だからそのときはテレビは超必須で、島崎で検索して全部見る!みたいな。レコーダーを買ったのもAKBにハマったからです。大手のアイドルのファンになって、推しメンが出てるから、はテレビから離れていた人がテレビを買う理由になりますね。しかもTV SideViewのようなアプリがあれば、検索でテレビ放送もネットコンテンツも探せる。公演や握手会に遠征中でも自宅のBDレコーダーの番組が見られるのは大きいですね。」
スマホでできることの意味。「テレビ離れ」の正体
「TV SideViewはアプリなので、このテレビの機能がTwitterやネットとつながったスマホのなかにあることが重要だと思います。スマホが普及してますますテレビ離れが、という人もいますが、いわゆる「テレビ離れ」を巡る議論には肯定側と否定側でかなり乖離がある。確かにかつて生活の中心だった時代に比べれば見られなくなったと言われますが、たとえばTwitterで一番の話題は何か?といえばテレビなわけです。

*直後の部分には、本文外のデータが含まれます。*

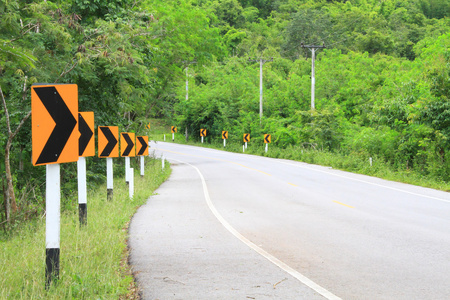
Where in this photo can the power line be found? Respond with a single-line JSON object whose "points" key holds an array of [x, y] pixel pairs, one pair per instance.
{"points": [[313, 49], [261, 62]]}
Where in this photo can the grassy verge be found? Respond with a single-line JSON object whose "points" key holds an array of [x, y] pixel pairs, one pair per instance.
{"points": [[93, 257], [357, 163]]}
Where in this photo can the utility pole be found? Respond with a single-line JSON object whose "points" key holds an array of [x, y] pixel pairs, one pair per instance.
{"points": [[313, 49], [187, 91], [261, 62]]}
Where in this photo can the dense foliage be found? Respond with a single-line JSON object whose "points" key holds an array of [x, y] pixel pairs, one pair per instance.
{"points": [[382, 83]]}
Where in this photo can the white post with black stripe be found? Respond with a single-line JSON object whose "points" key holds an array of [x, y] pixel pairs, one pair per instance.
{"points": [[131, 182], [109, 178], [82, 190], [52, 222], [142, 165], [127, 166]]}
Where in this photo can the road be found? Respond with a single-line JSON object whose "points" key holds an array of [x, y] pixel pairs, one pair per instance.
{"points": [[235, 226]]}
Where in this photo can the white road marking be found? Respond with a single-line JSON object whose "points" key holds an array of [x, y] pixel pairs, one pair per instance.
{"points": [[330, 173], [303, 279]]}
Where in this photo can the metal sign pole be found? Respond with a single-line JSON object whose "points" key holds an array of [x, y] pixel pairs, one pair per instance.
{"points": [[127, 166], [131, 182], [52, 222], [142, 165], [82, 190], [109, 178]]}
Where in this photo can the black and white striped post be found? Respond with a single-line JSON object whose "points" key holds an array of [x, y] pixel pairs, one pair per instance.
{"points": [[142, 165], [54, 110], [86, 147], [131, 182], [82, 190], [52, 222], [127, 167], [109, 179]]}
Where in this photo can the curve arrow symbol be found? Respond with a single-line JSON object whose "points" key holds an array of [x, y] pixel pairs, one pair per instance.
{"points": [[86, 134], [112, 141], [64, 124], [130, 145], [144, 145]]}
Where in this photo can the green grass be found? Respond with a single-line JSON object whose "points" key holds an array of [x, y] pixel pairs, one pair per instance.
{"points": [[93, 257], [355, 162]]}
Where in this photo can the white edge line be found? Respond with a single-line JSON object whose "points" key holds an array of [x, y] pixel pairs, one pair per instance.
{"points": [[303, 279], [354, 179]]}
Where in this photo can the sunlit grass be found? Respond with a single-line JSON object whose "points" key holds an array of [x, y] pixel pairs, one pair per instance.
{"points": [[92, 256]]}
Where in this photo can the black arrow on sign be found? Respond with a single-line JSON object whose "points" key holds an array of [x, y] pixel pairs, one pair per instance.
{"points": [[143, 145], [112, 141], [64, 124], [86, 134], [130, 145]]}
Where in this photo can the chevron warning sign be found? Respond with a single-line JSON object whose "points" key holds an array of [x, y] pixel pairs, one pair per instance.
{"points": [[108, 138], [54, 115], [142, 142], [86, 143], [127, 144]]}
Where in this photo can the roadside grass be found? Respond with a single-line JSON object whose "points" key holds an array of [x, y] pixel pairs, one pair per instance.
{"points": [[93, 263], [353, 162]]}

なぜならテレビはリアルタイムのコンテンツで、ソーシャルメディアは基本的にながら見で使えるから。たとえば両手にコントローラを持ってゲームをしていたら、テレビを見ながらと違ってリアルタイムにツイートはできないわけです。だからこそソーシャルを組み込むいろいろな試みがあるのですが。
ネットはともかく、現実でテレビが話題になりにくくなったことはあります。しかしリサーチャーとしてインタビュー調査をしたら、大学生なども実は意外とテレビを見ている。それでは、たとえば学校で友人と話題にしたか?というと、していないという。
ここで何が起きているかというと、見てはいるのだけど、周囲の誰もがテレビを見ていることを前提にしなくなった。特に若者はそれこそ空気を読みますから、自分は見たけれど、誰も見ていなかったらどうしよう、とますますテレビの話題はしなくなる。こうした「想像上のテレビ離れ」が、テレビ関係者の主張以上にテレビ離れが言われる正体のひとつですね。
こうした意識のうえでのテレビ離れを抑制するという意味でも、ネットにつながったスマホとテレビはまだまだ可能性がある。TV SideViewのモバイル試聴のように、ネットでリアルタイムに話題になった番組を、どこにいても直接スマホで見られるというのは分かりやすい例です。
各世代の「ながら見」の実態についても調べたことがあるんですが、リモコンの普及で生まれた「ザッピング」という視聴スタイル、最近は言葉自体あまり聞かなくなりましたが、これが明らかに減っている。なぜならいまは常にスマホを持っていて、テレビがつまらなければわざわざチャンネルを変えて番組を探すよりも、そのまま手元のスマホを見ているんです。